Action in the Senate
Before the House voted to change the quorum requirement for Ex-Im’s board, the Senate Appropriations Committee passed its own version of the State and Foreign Operations appropriations bill, which included language from Sen. Lindsey Graham, R-S.C., addressing vacancies on the bank’s panel.
Late last month, the panel approved changes to the law—which Dent’s amendment mirrored—that would allow the membership of Ex-Im’s board to constitute a quorum if there are three vacant seats.
Graham chairs the subcommittee overseeing state and foreign operations.
A staffer with the Senate Banking Committee said that Shelby, who heads the panel, wasn’t told that the State and Foreign Operations appropriations bill included language changing the quorum for Ex-Im’s board.
Because the Senate Banking Committee is Ex-Im’s authorizing committee, Graham broke protocol by not consulting with the committee before adding legislation changing Ex-Im’s quorum requirement to the appropriations bill, the staffer said.

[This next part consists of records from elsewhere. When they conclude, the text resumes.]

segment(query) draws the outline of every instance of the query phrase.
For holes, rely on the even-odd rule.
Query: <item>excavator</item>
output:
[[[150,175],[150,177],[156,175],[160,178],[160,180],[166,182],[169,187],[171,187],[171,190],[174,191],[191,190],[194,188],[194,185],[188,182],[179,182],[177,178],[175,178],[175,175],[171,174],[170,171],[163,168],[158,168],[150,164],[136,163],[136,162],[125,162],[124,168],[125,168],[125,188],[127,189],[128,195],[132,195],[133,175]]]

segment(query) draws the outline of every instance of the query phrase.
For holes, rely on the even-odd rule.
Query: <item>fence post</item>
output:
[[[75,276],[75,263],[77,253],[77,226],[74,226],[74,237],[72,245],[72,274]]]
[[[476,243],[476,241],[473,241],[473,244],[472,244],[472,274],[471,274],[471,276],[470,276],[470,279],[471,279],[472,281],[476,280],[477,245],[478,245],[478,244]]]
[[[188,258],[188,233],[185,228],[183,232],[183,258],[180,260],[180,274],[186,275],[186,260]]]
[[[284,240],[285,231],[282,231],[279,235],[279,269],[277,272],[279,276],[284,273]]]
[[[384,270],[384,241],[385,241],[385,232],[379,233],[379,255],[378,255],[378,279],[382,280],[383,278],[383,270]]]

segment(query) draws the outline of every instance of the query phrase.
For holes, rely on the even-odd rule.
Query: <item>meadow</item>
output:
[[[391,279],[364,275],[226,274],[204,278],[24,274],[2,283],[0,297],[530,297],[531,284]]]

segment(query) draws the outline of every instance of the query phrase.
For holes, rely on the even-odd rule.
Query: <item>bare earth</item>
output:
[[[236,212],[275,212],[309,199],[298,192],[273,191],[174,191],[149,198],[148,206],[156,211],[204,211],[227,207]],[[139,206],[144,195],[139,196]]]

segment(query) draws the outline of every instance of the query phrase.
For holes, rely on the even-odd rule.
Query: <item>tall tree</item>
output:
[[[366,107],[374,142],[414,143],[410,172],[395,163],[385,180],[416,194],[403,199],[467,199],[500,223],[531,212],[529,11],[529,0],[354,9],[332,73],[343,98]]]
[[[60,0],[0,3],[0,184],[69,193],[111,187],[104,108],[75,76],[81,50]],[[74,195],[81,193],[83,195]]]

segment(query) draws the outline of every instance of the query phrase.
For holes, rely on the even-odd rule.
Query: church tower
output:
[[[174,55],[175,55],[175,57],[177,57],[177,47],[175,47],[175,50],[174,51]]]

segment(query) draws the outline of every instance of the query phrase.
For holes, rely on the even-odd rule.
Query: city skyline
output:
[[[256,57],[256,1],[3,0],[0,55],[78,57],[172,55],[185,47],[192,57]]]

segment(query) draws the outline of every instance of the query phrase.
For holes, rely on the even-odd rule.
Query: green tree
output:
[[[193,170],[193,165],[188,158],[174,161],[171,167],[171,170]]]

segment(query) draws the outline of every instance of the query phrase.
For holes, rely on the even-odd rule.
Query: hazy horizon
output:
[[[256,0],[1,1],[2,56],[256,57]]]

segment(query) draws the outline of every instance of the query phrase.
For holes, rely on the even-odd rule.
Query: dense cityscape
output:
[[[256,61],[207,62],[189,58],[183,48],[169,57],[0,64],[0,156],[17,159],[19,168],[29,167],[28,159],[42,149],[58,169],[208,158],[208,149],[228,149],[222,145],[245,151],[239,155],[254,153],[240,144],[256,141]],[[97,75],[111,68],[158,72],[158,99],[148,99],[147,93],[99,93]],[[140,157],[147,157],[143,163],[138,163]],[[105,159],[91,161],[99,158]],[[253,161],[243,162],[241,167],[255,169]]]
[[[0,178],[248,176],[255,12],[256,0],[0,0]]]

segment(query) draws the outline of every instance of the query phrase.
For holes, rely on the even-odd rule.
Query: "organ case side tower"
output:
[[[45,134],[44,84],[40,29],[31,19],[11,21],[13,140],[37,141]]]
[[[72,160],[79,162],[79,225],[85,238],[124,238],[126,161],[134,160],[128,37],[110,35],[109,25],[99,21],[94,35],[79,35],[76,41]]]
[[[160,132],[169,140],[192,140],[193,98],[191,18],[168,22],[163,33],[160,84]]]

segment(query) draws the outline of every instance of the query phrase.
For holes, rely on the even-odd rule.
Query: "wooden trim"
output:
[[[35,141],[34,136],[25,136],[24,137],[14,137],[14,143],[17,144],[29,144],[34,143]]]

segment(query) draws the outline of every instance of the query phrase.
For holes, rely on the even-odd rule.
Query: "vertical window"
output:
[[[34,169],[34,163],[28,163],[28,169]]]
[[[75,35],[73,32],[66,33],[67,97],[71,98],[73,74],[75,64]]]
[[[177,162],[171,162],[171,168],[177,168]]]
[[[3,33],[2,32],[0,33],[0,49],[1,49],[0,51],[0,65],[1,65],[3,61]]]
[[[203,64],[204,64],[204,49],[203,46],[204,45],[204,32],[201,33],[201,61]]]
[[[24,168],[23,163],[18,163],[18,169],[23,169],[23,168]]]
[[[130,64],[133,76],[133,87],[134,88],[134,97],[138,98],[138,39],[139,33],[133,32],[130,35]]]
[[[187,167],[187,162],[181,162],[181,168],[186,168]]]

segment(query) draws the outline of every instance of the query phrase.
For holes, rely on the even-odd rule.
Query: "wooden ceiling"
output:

A spokesman for Graham told The Daily Signal that the South Carolina senator “strongly supports a full-functioning” bank and noted that the bill passed the committee unanimously.
“If the French, Chinese, and others want to shut down their export banks and credit agencies, we’ll do the same,” spokesman Kevin Bishop said. “But until then, we aren’t going to unilaterally disarm. We need [the] Ex-Im Bank up and running to ensure American manufacturers and American workers are on a level playing field in the international marketplace.”

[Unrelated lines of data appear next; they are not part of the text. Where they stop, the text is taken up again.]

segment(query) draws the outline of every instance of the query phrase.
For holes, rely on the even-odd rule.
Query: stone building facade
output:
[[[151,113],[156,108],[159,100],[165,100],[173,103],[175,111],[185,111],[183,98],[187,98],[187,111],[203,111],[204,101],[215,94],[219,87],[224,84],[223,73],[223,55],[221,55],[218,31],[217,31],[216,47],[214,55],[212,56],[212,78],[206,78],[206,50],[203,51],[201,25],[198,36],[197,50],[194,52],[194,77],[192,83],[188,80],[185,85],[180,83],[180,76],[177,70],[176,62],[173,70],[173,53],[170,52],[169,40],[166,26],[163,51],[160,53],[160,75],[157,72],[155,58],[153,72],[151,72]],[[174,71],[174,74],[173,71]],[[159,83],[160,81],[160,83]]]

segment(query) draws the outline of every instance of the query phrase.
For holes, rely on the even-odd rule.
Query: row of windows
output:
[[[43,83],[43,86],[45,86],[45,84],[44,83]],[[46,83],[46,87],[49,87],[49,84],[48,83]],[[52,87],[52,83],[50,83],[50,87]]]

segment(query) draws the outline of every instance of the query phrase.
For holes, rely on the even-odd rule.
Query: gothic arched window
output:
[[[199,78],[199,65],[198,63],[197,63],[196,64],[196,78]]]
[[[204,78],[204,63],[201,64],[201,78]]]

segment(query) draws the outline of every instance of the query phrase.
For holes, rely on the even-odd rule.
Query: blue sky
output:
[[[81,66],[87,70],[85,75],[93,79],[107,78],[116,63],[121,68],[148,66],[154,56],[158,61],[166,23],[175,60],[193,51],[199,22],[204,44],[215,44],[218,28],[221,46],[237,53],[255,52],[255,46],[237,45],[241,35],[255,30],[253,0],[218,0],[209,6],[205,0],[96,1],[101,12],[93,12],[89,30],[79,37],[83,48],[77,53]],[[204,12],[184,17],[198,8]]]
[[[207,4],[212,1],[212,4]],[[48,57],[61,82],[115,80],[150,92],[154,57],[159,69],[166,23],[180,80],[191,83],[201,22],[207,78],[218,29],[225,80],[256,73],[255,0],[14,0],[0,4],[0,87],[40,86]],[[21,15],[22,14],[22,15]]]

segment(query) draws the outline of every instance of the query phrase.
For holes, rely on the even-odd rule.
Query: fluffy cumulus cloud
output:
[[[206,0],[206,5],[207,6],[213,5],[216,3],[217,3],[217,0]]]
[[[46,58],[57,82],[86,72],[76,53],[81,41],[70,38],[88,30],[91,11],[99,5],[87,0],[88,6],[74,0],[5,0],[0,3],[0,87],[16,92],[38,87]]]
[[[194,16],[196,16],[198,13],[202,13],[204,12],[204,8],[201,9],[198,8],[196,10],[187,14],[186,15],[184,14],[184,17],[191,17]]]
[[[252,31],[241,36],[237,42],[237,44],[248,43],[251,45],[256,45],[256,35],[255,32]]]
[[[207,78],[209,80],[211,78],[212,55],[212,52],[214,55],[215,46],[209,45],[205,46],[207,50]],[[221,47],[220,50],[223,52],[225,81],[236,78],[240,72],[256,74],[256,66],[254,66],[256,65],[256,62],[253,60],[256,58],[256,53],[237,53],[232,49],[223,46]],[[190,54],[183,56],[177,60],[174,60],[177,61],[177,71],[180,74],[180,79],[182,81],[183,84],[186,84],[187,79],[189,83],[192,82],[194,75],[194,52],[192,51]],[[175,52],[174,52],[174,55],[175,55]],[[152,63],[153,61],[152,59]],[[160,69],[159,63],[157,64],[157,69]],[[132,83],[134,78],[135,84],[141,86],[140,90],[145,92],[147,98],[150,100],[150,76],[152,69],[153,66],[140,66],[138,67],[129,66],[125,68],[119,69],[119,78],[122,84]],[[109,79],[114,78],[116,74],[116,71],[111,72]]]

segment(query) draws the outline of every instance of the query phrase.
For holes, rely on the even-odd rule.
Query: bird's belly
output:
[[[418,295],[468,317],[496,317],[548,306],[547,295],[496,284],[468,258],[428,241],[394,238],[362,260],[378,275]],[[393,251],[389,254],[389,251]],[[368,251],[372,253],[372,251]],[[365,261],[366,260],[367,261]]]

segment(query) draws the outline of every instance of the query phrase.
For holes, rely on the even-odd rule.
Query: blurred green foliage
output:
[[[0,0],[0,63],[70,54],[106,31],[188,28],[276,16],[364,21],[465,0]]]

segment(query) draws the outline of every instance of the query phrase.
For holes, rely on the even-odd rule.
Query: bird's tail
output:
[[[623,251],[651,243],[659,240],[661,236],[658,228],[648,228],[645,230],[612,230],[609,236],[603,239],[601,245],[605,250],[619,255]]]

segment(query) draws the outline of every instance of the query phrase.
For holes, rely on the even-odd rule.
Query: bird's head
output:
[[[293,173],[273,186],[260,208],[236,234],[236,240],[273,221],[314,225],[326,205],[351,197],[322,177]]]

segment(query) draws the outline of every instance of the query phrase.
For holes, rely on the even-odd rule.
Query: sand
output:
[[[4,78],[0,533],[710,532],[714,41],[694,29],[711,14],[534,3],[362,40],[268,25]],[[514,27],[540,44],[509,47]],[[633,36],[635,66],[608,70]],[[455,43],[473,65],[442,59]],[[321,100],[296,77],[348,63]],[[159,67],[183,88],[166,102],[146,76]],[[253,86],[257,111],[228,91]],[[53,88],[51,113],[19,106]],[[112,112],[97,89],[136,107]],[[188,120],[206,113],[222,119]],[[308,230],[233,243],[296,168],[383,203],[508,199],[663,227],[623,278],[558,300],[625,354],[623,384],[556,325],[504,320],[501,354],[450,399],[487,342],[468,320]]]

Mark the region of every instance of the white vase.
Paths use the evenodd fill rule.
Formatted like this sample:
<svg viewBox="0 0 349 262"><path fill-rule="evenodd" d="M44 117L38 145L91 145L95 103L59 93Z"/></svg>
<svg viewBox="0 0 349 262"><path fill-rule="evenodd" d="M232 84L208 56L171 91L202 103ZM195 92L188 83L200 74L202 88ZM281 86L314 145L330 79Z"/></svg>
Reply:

Republican leaders in the House and Senate are working to pass 12 individual appropriations bills, but with the number of working days left dwindling, reports indicate lawmakers could pass an omnibus spending bill for 2017 in December.
If the omnibus spending bill includes changes to Ex-Im’s quorum, it would likely set up a showdown between conservatives who oppose the bank and its Republican supporters.

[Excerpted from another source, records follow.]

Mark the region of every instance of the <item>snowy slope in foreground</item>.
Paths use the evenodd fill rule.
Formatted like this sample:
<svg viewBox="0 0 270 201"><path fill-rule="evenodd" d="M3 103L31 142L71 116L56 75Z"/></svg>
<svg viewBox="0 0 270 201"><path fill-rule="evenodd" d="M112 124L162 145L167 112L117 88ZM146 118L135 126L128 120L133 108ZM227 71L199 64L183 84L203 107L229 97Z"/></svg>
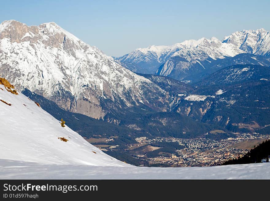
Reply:
<svg viewBox="0 0 270 201"><path fill-rule="evenodd" d="M0 99L11 104L0 102L0 159L62 165L129 166L102 152L68 126L62 127L59 121L23 95L12 94L1 84L0 88L3 89L0 89ZM58 138L63 137L68 141Z"/></svg>
<svg viewBox="0 0 270 201"><path fill-rule="evenodd" d="M0 179L270 179L270 163L211 167L55 165L0 160Z"/></svg>

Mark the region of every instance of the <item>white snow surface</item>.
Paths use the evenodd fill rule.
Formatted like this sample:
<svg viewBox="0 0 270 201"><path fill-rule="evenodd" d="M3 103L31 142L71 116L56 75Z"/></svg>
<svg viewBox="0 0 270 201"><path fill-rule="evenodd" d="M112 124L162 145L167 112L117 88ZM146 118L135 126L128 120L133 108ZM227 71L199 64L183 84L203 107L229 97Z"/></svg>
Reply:
<svg viewBox="0 0 270 201"><path fill-rule="evenodd" d="M0 159L57 165L130 165L103 153L68 126L62 127L59 121L23 94L13 94L2 85L0 88L4 89L0 90L0 99L12 104L0 102ZM58 138L63 137L68 141Z"/></svg>
<svg viewBox="0 0 270 201"><path fill-rule="evenodd" d="M216 92L216 95L221 95L222 94L225 93L226 91L224 91L223 90L220 89Z"/></svg>
<svg viewBox="0 0 270 201"><path fill-rule="evenodd" d="M27 88L54 101L59 94L69 93L75 101L89 100L101 110L94 118L106 112L101 111L101 100L122 99L128 106L133 101L143 102L145 85L165 93L54 22L29 26L10 20L0 24L0 75L19 91ZM60 106L77 112L74 102Z"/></svg>
<svg viewBox="0 0 270 201"><path fill-rule="evenodd" d="M237 31L224 37L222 42L236 45L248 53L263 55L270 53L270 33L263 28Z"/></svg>
<svg viewBox="0 0 270 201"><path fill-rule="evenodd" d="M190 95L185 98L185 100L191 101L204 101L207 98L207 96L201 95Z"/></svg>
<svg viewBox="0 0 270 201"><path fill-rule="evenodd" d="M0 160L0 179L269 179L270 163L158 168L44 164Z"/></svg>
<svg viewBox="0 0 270 201"><path fill-rule="evenodd" d="M12 104L0 102L0 179L270 179L269 163L165 168L126 164L62 127L23 95L0 88L0 99ZM63 137L68 141L58 138Z"/></svg>

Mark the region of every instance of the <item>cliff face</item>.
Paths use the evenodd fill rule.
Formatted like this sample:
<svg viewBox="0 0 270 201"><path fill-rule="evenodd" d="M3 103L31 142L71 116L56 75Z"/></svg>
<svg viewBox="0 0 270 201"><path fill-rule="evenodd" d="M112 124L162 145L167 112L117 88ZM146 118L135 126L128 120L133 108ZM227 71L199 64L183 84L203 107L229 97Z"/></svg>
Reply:
<svg viewBox="0 0 270 201"><path fill-rule="evenodd" d="M54 22L0 25L0 76L65 110L103 118L143 105L167 108L167 93Z"/></svg>

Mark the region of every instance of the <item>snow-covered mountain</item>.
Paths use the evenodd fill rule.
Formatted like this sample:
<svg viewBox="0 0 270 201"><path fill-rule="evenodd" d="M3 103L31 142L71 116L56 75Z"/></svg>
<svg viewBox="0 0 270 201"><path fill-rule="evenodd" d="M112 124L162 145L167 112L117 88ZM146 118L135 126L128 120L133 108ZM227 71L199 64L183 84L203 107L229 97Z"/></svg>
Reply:
<svg viewBox="0 0 270 201"><path fill-rule="evenodd" d="M166 110L166 93L54 22L0 25L0 76L71 111L103 118L140 104Z"/></svg>
<svg viewBox="0 0 270 201"><path fill-rule="evenodd" d="M67 126L62 127L38 104L19 92L11 93L14 90L7 83L0 80L0 159L47 164L128 165Z"/></svg>
<svg viewBox="0 0 270 201"><path fill-rule="evenodd" d="M134 72L181 80L207 71L225 58L243 53L268 56L269 52L270 34L262 29L237 32L222 41L213 37L186 41L171 46L152 45L116 59Z"/></svg>
<svg viewBox="0 0 270 201"><path fill-rule="evenodd" d="M270 33L264 29L237 31L225 37L222 42L233 44L247 53L270 56Z"/></svg>
<svg viewBox="0 0 270 201"><path fill-rule="evenodd" d="M3 81L0 80L0 179L270 178L269 163L166 168L127 164L102 152L67 126L61 127L37 103Z"/></svg>

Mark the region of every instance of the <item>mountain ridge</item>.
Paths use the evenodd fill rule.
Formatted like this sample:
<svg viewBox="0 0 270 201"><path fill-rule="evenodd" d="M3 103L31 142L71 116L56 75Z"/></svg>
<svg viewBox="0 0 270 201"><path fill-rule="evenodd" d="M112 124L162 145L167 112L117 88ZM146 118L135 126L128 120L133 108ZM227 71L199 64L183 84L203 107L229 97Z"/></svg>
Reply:
<svg viewBox="0 0 270 201"><path fill-rule="evenodd" d="M165 91L54 22L29 26L11 20L0 30L0 75L20 90L98 118L140 105L167 109Z"/></svg>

“Typically, if the language is included in both [Senate and House] bills, then it withstands a greater chance of making it in a final bill,” Dent said of Ex-Im language being included in an omnibus spending bill. “It should be an issue that would be agreed to. It doesn’t mean it would be automatically inserted, but I think it should be.”
“The fact its in both bills means it has a better chance of getting into the final [spending package],” he continued.
Shelby, the Senate Banking Committee staffer said, will continue to oppose nominations to Ex-Im’s board.
Dan Holler, spokesman for the lobbying group Heritage Action for America, said lawmakers are giving more power to the executive branch by approving changes to Ex-Im’s quorum requirement.
In doing so, Holler continued, Congress would be incentivizing the executive branch to avoid the confirmation process, since seats on Ex-Im’s board could remain open and the board could still approve transactions of more than $10 million.
Additionally, Holler agreed that there are reasons to be concerned about an omnibus spending package since including the language would effectively circumvent Shelby.
“We’re going to bypass a Senate committee chairman, a Republican who won a primary vote, who has the gavel because Republicans have the Senate, and we’re going to override him in a lame duck with an appropriations rider that should be a concern to the extent that this is one of those issues that percolates to the top,” Holler said. “It’s another example of why these omnibus spending bills are bad. There’s just so much packed into them, and it’s hard to know every detail.”
There are currently 30 transactions worth $20 billion awaiting board approval.
The bank sparked debate in Congress two years ago when conservative lawmakers, arguing the bank is an engine of cronyism and corporate welfare, challenged its charter renewal.
Supporters of the bank, which include Republicans and Democrats, said the institution creates jobs and helps small business compete globally.
Ex-Im’s charter expired last July, but it was revived in December.